The method described above is for images, and it is time-consuming if we directly perform it on a video, there will also be discontinuities between frames. For the problem of discontinuities, we only recalibrate when objects are moving in the overlapping area. Algorithm 1 illustrates our method of maintaining the temporal coherence for the sequence. And for the improvement of time performance, we use some special techniques. We use ORB [20] for feature matching, which is proved to be faster than SIFT [21] and SURF [22]. The alignment process is the most time-consuming, which requires a lot of matrix operations to correct the offset angle. During the tests, we found that the offset angle has a fixed range and this range is not so wide because the position of our lenses is fixed. Therefore, the converted mapping matrix can be calculated in advance and corresponds to the angle. In the alignment process, we only need to find the best-fit mapping matrix according to the rotation angle calculated by the matching feature points.

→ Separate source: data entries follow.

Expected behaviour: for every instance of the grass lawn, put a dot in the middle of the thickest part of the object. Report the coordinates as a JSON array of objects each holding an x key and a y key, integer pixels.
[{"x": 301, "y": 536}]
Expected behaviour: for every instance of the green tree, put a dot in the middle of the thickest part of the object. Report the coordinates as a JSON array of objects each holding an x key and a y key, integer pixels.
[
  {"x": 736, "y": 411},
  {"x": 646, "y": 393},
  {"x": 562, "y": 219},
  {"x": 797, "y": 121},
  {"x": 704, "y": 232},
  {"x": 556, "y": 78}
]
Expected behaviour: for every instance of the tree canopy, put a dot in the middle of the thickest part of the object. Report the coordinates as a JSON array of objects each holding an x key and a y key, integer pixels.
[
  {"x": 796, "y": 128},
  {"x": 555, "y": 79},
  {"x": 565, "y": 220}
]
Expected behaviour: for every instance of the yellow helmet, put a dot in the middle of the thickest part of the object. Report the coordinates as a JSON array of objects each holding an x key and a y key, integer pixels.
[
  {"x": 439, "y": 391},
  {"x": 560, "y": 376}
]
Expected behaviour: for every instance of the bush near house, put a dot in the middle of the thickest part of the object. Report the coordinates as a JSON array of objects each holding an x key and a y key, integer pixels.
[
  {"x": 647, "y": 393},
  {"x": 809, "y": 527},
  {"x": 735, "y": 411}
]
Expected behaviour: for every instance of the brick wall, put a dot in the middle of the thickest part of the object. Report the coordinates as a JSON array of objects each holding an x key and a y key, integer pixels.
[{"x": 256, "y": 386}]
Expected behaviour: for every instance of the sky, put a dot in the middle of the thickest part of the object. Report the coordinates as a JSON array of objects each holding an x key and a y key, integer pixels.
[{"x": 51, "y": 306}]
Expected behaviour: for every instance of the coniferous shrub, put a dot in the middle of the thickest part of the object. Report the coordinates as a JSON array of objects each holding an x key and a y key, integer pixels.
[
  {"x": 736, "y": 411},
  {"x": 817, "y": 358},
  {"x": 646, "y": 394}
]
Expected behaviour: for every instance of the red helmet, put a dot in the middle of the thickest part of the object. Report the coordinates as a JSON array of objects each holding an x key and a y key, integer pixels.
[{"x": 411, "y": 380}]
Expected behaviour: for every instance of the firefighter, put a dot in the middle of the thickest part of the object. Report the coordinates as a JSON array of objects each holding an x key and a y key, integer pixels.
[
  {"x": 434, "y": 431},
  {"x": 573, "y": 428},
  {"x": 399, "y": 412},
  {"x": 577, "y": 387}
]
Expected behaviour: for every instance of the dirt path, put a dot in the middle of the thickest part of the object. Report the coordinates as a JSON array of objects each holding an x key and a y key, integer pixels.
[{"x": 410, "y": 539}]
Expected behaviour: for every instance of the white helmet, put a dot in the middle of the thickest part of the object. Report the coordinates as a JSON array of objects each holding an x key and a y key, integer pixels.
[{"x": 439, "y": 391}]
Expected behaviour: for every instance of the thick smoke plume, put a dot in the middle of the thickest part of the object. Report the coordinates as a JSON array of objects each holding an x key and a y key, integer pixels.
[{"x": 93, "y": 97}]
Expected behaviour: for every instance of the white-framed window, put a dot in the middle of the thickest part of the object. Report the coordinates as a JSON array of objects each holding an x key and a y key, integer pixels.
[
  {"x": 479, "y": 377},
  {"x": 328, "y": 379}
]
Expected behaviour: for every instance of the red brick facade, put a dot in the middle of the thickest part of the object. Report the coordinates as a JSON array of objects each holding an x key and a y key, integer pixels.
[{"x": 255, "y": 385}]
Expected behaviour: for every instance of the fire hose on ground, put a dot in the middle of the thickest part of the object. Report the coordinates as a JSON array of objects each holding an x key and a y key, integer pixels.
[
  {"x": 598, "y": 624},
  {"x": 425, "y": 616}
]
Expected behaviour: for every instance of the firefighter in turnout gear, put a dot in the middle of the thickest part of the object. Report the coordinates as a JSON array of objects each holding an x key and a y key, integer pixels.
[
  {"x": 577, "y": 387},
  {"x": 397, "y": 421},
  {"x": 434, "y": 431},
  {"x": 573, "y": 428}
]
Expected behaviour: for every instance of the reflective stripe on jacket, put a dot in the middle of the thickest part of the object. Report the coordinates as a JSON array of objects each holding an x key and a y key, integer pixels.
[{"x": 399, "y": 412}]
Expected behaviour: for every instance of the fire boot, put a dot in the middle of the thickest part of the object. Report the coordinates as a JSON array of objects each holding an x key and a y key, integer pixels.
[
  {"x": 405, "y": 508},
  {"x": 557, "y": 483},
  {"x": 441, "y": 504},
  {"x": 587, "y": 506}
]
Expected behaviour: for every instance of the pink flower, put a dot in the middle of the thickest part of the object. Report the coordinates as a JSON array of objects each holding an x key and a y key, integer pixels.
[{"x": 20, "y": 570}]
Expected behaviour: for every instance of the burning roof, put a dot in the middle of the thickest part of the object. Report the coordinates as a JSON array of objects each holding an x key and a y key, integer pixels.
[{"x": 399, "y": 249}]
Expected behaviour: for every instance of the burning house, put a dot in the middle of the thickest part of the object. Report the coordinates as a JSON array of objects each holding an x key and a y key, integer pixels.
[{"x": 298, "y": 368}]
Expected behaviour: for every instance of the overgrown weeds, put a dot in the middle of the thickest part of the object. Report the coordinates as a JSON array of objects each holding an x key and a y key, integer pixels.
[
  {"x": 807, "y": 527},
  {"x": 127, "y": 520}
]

4 Experiments and Analysis

First, we show the comparison result of color correction between Samsung Gear 360 software (Fig. 8(a)) and our algorithm (Fig. 8(b)). We use the black line to mark the stitching line in the result. It can be clearly seen from the left and right sides of the line that Gear360 has a poor correction effect on the color, and our method basically makes the color consistent.

Fig. 8.

Color correction result. (a) Enlarged result of Gear 360 software. (b) Enlarged result of our method.

In order to verify the advantages of the blending method used in this paper in image quality, we enlarge the projecting part of the light on the wall in Fig. 9(d). Figure 9(a), (b), and (c) are correspond to the region of (e), (d) and (f), respectively. It can be found that (c) has remained almost the same and (a) has become blurred. Besides, we use software Beyond Compare [23] to analyze pixel differences. We use the right expanded image as the standard for comparison because the right image of the original fisheye remains unchanged before and after alignment. We use the results of multi-band blending and our results to compare with Fig. 9(a) respectively. The comparison results are showed in Fig. 9(d), (e). Gray color means that the pixel value is the same here, and red means different. From the results we see that the multi-band blending algorithm changed the value of some pixels, but our method only changes the pixel value of the stitching area, which keeps the details of the image.

Fig. 9.

Comparison of blending results. (d) Left lens original expanded image. (e) Stitching result of multi-band blending. (f) Stitching result of our method. (a–c) are enlarged parts of (e–f). (g), (h) are results of comparing (e, f) with (d) using Beyond Compare. (Color figure online)

In Fig. 10, we showed the stitching results of two sets of videos using our stitching method. Each row in the figure is consecutive frames in the video, where the first row and the third row are the results of Gear 360 software, and the second and the last one are ours. From the results, we can see that the alignment ability of our method is better than that of Gear 360 software in both indoor and outdoor scenarios.

Fig. 10.

Stitching boundary in consecutive frames. Row (1) and (3) are results of Gear 360. Row (2) and (4) are results this paper.

5 Discussion and Future Work

This paper has introduced a novel method for stitching the images generated by the dual-fisheye lens cameras. This method overcomes the shortcomings of small and severe distortion in the overlapping area of dual-fisheye images, enables feature points to be found and matched correctly, and the stitching of left and right side will not affect each other by making the rotation matrix gradual. Meanwhile, Based on the color correction of Gear 360, a new idea of quickly solving the color difference of stitching images is put forward. Our method can be applied to video through pre-calculation, and have the ability to adapt to the scenes changing slowly. But for fast-changing scenes, there are still no simple and effective strategies to meet real-time requirements. More work will be carried out about video in the future.